Most of the income in the elite groups share has not come from a shift of income from labour to capital but from a shift of income from one kind of labour to another. From the middle-class labour to elite labour.
The poor always worked long hours. In the past, elites did not work hard. Now it is elite labour that works long hours.
The top quintile works four to five hours more a day longer than it did mid-century. This represents a shift in work towards the elite.
This change brings a huge change in the way inheritance works. He explains.
The way that elites transfer their privileged status to the next generation has changed from bequests to adult children on the death of parents to through investment in human capital of young children while parents are living.

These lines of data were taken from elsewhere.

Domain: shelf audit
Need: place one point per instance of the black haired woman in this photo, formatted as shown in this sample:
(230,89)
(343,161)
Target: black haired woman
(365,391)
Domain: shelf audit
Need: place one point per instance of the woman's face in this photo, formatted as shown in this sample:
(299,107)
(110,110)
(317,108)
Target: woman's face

Markovitz explains that although the super-elite think they deserve their status, the system is stacked in their favour. For example, the education of their children at elite universities is almost fully subsidised. They also exercise considerable political power.
The top percentile has political influence, the bottom quintile has none. A massive complex of income and wealth defence has emerged. The super-rich has substantial influence over the laws that regular them and how they comply with the law. In the past, people got rich by working for the state. Today professionals get rich by working for people who are fighting the state to protect the wealth.
This change is a problem because the super-elites have distorted the direction of national economies for their benefit, to the detriment of other groups in society.

Markovitz is effective at diagnosing the problem, but his solutions are not really useful, because they rely on government interventions. That only solution is Jesus teaching on Unrighteous Wealth and the implementation of his solutions.